Pure l’attività di beneficienza della Fondazione avrà risentito dello stop.

"Nel primo periodo del Covid, quando la gente non aveva ancora paura della pandemia, la risposta delle donazioni è stata straordinaria. Questo grazie anche al fatto che buona parte della attività della Fondazione era concentrata sull’Italia per l’acquisto di mascherine, ventilatori polmonari, letti ed altre attrezzature sanitarie.

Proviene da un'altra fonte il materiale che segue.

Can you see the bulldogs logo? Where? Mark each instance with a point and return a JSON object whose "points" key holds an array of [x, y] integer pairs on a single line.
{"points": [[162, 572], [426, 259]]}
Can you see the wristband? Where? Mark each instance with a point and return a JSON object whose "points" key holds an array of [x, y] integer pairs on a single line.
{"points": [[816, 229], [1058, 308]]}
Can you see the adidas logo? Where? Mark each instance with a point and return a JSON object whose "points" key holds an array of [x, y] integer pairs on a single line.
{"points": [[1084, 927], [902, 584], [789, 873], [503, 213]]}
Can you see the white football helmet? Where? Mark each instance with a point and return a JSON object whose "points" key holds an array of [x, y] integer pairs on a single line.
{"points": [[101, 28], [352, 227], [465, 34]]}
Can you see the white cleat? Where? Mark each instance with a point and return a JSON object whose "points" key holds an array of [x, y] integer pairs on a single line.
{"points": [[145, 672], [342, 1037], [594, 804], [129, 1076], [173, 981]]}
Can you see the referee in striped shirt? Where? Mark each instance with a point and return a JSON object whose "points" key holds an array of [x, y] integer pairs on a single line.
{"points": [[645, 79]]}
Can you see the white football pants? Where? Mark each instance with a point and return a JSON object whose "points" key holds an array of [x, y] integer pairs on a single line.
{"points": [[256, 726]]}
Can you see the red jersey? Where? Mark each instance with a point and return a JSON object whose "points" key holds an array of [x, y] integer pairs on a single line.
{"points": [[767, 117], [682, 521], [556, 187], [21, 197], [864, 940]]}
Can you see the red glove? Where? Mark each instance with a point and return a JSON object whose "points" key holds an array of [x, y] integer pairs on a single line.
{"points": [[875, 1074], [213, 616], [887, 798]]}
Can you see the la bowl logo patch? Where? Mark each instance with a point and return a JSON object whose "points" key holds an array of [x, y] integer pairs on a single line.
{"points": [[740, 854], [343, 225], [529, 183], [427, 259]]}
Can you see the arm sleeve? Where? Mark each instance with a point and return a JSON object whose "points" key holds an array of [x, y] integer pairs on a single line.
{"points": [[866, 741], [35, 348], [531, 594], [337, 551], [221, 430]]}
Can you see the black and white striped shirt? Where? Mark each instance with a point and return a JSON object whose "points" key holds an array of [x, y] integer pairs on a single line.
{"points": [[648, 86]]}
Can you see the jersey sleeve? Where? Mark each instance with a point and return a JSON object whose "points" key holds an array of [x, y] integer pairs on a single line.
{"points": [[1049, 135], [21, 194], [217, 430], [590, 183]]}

Nonostante fosse chiusa in casa, la gente sentiva il desiderio di aiutare e aveva soldi da spendere in quanto i contraccolpi dello stop non s’erano ancora fatti sentire; quando poi è arrivata la crisi, l’America che aveva già ripreso e questo ci ha permesso comunque di andare avanti".

Prospettive?

"Anche se mio marito dice che non è saggio fare piani oltre le ventiquattro ore, la Fondazione opera con piani triennali perché solo con partnership protratte nel tempo si stabilizzano i flussi di donazione, consentendo l’esatta cognizione delle disponibilità in cassa".

Un concetto molto più americano che italiano.

"La speranza è che anche in Italia, pian piano, il terzo settore venga aiutato. Difficile spiegare a un americano, abituato a scaricare le donazioni dalle tasse fino all’ultimo dollaro, che da noi oltre i 70 mila euro paghi all’erario il 40% di quel che doni".